The just prior link to geeksforgeeks actually ended up having the solution (first time ever I think…); change the declaration of forward in wrapper.cpp to

void forward(float (&arg_2)[1][1][N][N], float (&arg_3)[1][1][M][M]);

to get a mangled name like _Z7forwardRA1_A1_A8_A8_fRA1_A1_A6_A6_f and use the corresponding signature

void @_Z7forwardRA1_A1_A8_A8_fRA1_A1_A6_A6_f([1 x [1 x [8 x [8 x float]]]]* dereferenceable(256) %l_A, [1 x [1 x [6 x [6 x float]]]]* dereferenceable(144) %l_C)

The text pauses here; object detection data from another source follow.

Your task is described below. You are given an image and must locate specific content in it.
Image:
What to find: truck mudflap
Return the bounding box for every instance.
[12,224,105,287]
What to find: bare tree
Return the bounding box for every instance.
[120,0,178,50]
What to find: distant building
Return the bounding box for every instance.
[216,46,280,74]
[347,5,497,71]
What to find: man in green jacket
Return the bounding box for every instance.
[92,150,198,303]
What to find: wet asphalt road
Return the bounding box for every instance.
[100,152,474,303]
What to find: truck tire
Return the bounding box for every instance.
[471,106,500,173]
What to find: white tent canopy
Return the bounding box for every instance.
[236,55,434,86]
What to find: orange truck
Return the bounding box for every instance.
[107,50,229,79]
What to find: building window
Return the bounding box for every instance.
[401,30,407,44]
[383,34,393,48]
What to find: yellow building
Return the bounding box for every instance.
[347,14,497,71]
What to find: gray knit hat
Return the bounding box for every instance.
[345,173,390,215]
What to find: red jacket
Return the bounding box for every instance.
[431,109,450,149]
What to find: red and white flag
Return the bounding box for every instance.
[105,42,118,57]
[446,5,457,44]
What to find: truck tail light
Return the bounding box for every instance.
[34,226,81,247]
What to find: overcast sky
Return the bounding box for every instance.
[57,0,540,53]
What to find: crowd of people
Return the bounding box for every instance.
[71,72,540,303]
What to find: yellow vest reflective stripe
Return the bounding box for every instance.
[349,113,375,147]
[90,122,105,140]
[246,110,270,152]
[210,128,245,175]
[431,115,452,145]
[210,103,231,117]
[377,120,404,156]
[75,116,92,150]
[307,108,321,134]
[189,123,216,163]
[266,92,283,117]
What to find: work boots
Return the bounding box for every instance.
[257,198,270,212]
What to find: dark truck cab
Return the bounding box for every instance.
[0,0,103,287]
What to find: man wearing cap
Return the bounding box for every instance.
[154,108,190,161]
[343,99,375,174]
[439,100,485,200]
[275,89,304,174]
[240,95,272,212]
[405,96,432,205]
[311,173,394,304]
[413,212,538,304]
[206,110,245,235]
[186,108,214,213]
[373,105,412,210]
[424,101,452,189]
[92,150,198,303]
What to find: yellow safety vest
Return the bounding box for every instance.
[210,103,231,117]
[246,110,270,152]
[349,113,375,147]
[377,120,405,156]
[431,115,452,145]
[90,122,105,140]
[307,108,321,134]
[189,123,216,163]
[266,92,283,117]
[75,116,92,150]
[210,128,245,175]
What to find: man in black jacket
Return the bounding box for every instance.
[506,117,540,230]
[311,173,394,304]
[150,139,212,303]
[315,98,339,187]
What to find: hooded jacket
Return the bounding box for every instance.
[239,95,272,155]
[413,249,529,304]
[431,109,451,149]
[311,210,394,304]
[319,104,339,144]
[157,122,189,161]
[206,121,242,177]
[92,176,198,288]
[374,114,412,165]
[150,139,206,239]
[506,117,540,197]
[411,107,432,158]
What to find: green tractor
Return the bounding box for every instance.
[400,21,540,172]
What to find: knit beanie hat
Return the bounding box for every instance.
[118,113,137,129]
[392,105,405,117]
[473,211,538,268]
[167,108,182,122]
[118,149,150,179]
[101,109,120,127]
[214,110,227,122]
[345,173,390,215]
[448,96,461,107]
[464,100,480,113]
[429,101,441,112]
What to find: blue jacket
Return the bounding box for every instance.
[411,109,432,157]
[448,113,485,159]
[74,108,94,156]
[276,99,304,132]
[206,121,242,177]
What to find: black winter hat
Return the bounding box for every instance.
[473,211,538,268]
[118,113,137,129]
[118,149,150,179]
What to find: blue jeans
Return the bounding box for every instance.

when you copy+paste into conv.opt.vitis.ll.

Synthesis

After jumping through all of those hoops you should be able to synthesize and implement successfully. You can then create an IP core (using config_export -format ip_catalog -rtl verilog and export_design -rtl verilog -format ip_catalog) and use that IP core in the same way as I did for MatMul (i.e., with AXI Stream Width Converters and etc).

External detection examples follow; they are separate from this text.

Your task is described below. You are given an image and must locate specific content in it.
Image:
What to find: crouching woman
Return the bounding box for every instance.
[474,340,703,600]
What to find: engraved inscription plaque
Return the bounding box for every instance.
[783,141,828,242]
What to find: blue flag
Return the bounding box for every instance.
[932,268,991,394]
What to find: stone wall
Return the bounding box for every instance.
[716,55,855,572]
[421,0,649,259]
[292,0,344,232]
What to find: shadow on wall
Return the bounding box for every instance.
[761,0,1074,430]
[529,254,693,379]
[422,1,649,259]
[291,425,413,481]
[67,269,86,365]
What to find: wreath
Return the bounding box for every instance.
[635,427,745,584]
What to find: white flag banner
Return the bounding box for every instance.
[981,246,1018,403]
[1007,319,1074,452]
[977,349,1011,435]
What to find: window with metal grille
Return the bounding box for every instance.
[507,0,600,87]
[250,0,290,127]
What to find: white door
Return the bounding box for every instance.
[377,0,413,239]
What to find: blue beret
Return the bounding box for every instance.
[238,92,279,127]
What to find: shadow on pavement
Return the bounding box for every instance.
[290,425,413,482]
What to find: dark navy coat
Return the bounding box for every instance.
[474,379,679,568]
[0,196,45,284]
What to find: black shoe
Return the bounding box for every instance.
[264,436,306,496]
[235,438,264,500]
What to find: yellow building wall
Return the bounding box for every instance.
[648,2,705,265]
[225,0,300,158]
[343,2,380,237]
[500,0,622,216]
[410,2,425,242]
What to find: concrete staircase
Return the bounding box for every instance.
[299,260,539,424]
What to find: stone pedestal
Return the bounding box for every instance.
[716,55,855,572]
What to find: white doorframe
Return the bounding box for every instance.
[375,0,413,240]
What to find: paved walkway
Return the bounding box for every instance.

If you get a synthesis error in Vivado about floating point v7_1_12.v missing then you might be using an outdated version of vitis_hls (i.e., Vitis HLS); this issue cleared up for me going from 2021.1 to 2021.2.

Finally!

Using a script similar to the [matmul.py](https://gist.github.com/makslevental/69107d0e566040b24bc317354b6372d9) script

import os
import numpy as np
import asyncio

MATRIX_DIM = 8
NUM_EL_MATRIX = MATRIX_DIM * MATRIX_DIM
DATA_TYPE = np.float32
DATA_BYTES = np.dtype(DATA_TYPE).itemsize

MAT_A = np.arange(0, NUM_EL_MATRIX, dtype=DATA_TYPE).reshape(MATRIX_DIM, MATRIX_DIM)

async def to_device():
  xdma_axis_wr_data = os.open("/dev/xdma0_h2c_0", os.O_WRONLY)

  print(f"{MAT_A=}")

  buffer = MAT_A
  os.write(xdma_axis_wr_data, buffer.tobytes())

async def from_device():
  xdma_axis_rd_data = os.open("/dev/xdma0_c2h_0", os.O_RDONLY)

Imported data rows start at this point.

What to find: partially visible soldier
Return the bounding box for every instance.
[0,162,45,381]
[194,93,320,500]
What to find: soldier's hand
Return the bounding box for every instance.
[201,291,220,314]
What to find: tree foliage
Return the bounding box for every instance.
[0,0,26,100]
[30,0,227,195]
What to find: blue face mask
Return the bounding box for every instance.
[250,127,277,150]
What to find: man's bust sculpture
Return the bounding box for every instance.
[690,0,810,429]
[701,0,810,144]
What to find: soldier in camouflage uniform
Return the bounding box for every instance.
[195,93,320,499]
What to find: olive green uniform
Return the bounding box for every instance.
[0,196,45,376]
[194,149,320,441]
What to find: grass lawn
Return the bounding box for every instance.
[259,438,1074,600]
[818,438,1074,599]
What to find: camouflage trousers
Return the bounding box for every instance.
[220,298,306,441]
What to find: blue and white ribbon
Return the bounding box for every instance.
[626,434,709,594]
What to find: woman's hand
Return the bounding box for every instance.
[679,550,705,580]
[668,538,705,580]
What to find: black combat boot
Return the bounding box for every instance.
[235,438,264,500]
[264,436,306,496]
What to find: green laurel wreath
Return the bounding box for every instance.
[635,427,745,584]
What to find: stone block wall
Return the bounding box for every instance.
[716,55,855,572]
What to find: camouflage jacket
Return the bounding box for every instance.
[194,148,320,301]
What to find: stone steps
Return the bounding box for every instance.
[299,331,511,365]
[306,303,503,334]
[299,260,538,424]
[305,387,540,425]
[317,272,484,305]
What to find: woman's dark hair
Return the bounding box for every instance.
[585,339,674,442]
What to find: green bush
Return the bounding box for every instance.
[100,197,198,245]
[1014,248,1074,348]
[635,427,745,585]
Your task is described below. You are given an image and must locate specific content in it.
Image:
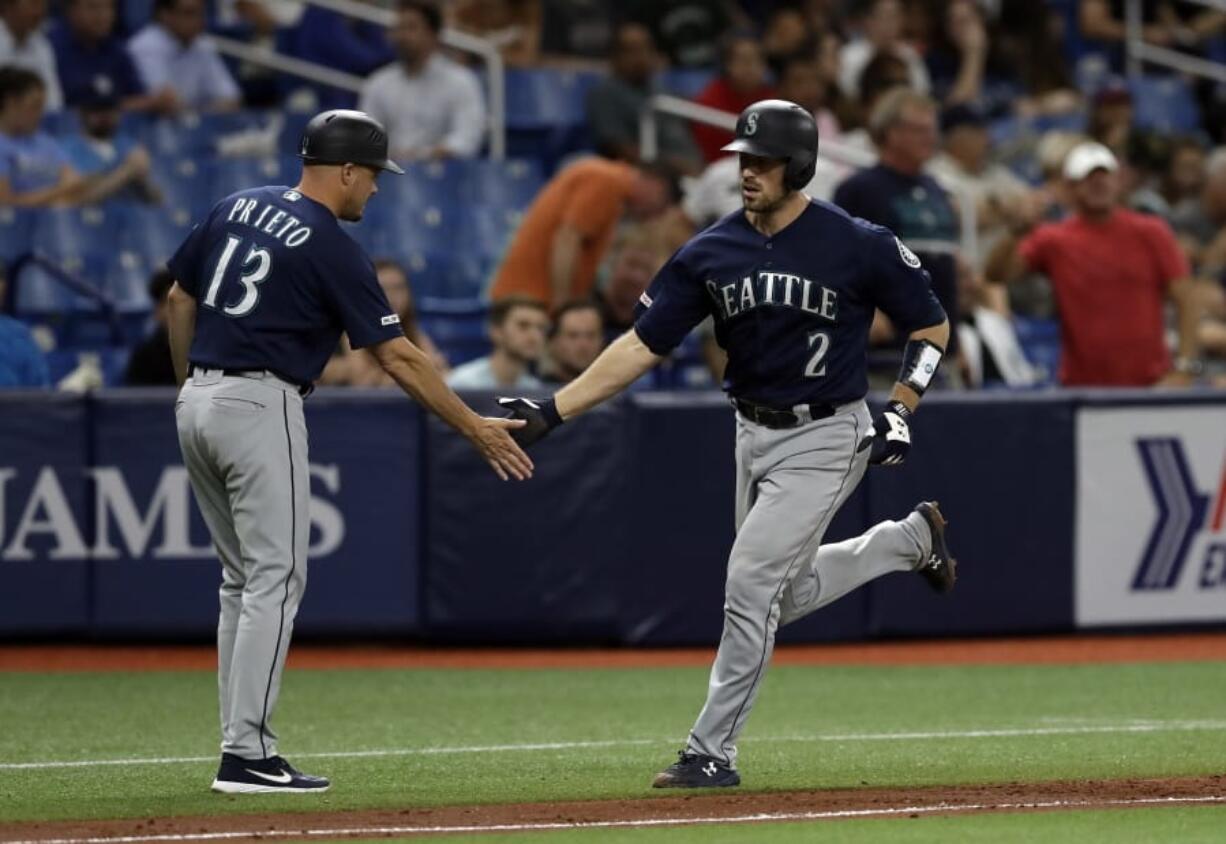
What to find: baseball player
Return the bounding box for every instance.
[169,110,532,794]
[500,99,955,788]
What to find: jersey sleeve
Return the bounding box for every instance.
[316,234,405,348]
[167,215,212,299]
[634,250,710,356]
[861,226,946,334]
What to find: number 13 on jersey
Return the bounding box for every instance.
[205,234,272,317]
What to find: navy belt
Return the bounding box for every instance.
[732,399,839,429]
[188,363,315,399]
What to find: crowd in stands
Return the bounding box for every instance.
[0,0,1226,389]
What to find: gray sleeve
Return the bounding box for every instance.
[443,67,485,158]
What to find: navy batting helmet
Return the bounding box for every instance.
[723,99,818,190]
[298,108,405,173]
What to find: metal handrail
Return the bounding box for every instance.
[289,0,506,161]
[204,34,365,92]
[1124,0,1226,82]
[639,92,975,264]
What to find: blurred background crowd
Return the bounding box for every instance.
[0,0,1226,389]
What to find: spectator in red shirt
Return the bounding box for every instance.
[987,141,1200,386]
[694,32,775,163]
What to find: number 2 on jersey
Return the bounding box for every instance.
[804,331,830,378]
[205,234,272,317]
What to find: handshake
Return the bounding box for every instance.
[498,397,562,448]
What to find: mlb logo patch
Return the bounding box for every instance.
[894,238,920,270]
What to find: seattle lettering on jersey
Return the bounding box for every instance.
[226,191,310,249]
[706,270,839,323]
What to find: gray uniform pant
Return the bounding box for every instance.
[688,401,932,767]
[175,369,310,759]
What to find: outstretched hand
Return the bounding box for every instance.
[468,416,532,481]
[498,397,562,448]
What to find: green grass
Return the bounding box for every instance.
[0,662,1226,822]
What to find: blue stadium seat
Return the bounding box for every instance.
[47,345,131,386]
[206,156,291,207]
[119,199,195,272]
[153,156,212,228]
[1129,76,1200,132]
[377,161,471,213]
[1013,315,1060,385]
[460,158,544,210]
[506,67,601,129]
[23,202,148,310]
[0,206,38,266]
[657,67,716,99]
[413,300,489,367]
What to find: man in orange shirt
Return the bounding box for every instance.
[489,158,674,309]
[986,141,1201,386]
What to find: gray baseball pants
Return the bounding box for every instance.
[175,369,310,759]
[687,401,932,767]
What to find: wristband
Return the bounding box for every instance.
[899,340,945,395]
[541,396,563,429]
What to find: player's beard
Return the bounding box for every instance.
[741,191,788,215]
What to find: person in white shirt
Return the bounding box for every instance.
[446,296,549,390]
[839,0,932,97]
[927,104,1041,271]
[128,0,242,112]
[0,0,64,112]
[358,0,485,159]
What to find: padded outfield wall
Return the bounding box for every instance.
[0,390,1226,644]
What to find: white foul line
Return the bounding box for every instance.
[0,721,1226,775]
[0,795,1226,844]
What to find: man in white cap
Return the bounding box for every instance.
[986,141,1201,386]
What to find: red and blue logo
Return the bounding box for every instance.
[1133,437,1226,591]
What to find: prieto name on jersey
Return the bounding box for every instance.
[706,270,839,323]
[226,197,310,249]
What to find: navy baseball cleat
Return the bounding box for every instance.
[916,502,958,594]
[651,751,741,789]
[213,753,331,794]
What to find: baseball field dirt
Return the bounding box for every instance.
[0,633,1226,844]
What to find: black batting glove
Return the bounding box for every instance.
[856,400,911,466]
[498,397,562,448]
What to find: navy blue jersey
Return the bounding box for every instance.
[169,185,403,384]
[635,201,945,409]
[834,164,958,351]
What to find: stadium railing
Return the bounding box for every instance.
[1124,0,1226,82]
[210,0,506,159]
[639,93,980,264]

  buffer_size = 6 * 6 * DATA_BYTES
  data = os.read(xdma_axis_rd_data, buffer_size)
  output = np.frombuffer(data, dtype=DATA_TYPE).reshape(6, 6)
  print(f"{output=}")
  # 48 (12 floats) bytes left in the stream because we read 16 floats
  # at a time, and 36 = 16 + 16 + 4
  # ie the last read has 16 - 4 = 12 unfilled
  print(os.read(xdma_axis_rd_data, 48))

async def conv():
  # don't flip the order!
  await to_device()
  await from_device()

asyncio.run(conv())

As the note in from_device says, after reading from the FPGA there seem to be 48 bytes left that need to cleared out. I have no clue why it’s 48 (i.e., 12 floats) but that’s a battle for another day.